Right now we have our application directly pinging the watchdog hardware i.e. there's a watchdog module/component linked into the main executable doing all the things required to prevent a timeout. That was easy to do because it only required us to insert two function calls for (de)initialization and one for pinging inside our mainloop. Unfortunately it also introduced a tight coupling between the main application and the watchdog handling logic (see figure 1).
Other drawbacks of this approach are:
loss of flexibility and reuse (OK, reuse is possible but only on the code-level)
adding support for new WDT hardware requires rebuilding the application or may have other side effects
it's harder to verify/test the watchdog handling logic
To overcome these drawbacks we put the watchdog handling logic into a separate executable and introduce a small and light-weight layer that wraps the interprocess communication (IPC) which is now required. I'll leave the choice of an appropriate IPC API to you. It should be non-blocking and easy to use (SOAP is probably a bad idea). Certainly we've added slightly more complexity to the big picture (see figure 2) but at the same time it removes any dependencies from the main application to the WDT hardware and it can be run even when there is no watchdog present at all.

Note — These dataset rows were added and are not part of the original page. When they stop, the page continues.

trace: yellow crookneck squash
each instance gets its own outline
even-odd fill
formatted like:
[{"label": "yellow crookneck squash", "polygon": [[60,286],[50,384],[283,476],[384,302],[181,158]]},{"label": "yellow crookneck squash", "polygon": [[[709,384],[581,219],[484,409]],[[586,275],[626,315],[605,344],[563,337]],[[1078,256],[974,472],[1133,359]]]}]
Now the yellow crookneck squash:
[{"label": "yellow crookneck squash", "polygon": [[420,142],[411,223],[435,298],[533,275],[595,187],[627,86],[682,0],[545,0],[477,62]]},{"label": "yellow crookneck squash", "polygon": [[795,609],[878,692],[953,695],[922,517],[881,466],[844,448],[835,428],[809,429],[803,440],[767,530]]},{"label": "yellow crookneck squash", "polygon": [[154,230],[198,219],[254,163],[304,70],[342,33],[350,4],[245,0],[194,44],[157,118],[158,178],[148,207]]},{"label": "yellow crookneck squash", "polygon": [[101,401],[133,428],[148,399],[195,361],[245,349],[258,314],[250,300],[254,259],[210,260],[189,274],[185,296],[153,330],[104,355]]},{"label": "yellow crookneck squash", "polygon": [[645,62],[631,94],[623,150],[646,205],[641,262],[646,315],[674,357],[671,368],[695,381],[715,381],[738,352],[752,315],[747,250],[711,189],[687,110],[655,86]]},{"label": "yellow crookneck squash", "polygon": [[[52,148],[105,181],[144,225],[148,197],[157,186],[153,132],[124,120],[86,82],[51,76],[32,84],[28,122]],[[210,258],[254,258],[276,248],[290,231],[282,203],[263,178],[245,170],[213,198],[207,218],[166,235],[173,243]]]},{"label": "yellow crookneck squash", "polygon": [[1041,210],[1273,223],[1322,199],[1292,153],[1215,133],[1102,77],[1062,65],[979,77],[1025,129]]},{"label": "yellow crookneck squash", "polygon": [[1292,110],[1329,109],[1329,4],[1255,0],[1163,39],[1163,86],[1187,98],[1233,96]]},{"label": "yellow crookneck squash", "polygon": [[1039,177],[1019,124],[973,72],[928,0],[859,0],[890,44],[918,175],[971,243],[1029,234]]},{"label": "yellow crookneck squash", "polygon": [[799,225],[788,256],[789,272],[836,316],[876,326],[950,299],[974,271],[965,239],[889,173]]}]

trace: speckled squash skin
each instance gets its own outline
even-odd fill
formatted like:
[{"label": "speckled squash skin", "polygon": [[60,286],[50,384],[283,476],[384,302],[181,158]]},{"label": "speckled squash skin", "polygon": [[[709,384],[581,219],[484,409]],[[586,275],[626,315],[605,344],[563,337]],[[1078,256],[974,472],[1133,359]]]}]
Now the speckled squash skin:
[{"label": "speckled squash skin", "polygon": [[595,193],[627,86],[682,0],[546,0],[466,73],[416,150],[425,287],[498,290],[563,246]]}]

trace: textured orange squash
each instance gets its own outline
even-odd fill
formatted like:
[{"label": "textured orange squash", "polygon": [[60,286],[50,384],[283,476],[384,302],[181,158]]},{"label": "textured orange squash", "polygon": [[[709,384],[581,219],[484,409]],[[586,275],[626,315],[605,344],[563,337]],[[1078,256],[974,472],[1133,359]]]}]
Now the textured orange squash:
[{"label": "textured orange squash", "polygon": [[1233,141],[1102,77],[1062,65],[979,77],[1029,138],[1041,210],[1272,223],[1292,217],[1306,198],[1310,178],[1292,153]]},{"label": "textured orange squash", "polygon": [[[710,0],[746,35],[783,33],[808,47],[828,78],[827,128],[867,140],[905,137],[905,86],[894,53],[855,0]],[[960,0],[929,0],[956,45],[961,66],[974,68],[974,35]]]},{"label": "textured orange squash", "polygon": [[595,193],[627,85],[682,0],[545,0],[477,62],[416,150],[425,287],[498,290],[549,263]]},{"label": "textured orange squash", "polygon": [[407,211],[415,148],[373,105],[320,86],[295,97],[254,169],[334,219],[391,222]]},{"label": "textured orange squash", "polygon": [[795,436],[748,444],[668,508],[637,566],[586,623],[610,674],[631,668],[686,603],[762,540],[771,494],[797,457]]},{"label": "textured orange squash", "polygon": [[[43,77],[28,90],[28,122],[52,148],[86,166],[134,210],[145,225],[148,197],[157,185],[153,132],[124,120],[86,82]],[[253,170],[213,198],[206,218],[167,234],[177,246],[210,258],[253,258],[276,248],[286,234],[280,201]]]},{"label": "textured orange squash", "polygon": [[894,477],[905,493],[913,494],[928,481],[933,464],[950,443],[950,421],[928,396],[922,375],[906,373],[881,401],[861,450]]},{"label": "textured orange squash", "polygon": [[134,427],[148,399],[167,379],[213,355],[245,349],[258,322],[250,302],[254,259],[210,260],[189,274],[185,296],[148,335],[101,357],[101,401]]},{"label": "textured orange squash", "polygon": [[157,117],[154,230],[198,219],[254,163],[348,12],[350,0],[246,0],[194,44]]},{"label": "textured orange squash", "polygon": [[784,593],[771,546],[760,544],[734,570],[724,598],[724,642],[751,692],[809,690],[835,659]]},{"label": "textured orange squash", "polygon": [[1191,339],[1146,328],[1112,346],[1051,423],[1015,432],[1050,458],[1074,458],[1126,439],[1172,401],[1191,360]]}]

Having done these architectural changes we're now ready to introduce more logic to improve the WDT behavior. We can even add a user interface to the newly created watchdog application. Please note, that the term watchdog application/process refers now to a piece of software sitting on top of the WDT hardware.
The nonobvious outcome of inserting a watchdog process between the main app and the WDT hardware is that we're getting an additional high-level fallback layer without degrading the original WDT functionality. Both applications + OS remain under WDT control (remember this is a piece of hardware hooked up to the reset line). This gives us more opportunities to take action when the main app stops pinging the watchdog process e.g. we could try to kill and restart the main application process once and ultimately initiate a shutdown sequence which is healthier than the hard reset. And that's not all! Further enhancements may include:
Restore the factory settings of the main application after a reboot in order to undo user changes (works only if the watchdog process starts first).
Log all actions / errors or display a warning message on a local display. I recommend to use the operating system log.
Send or broadcast a message before shutdown over the network to a monitoring instance if available.
<put your feature here>
I'm pretty sure you'll have more features to add, but always remember: Keep it simple! It's definitely not the right application to bloat with features.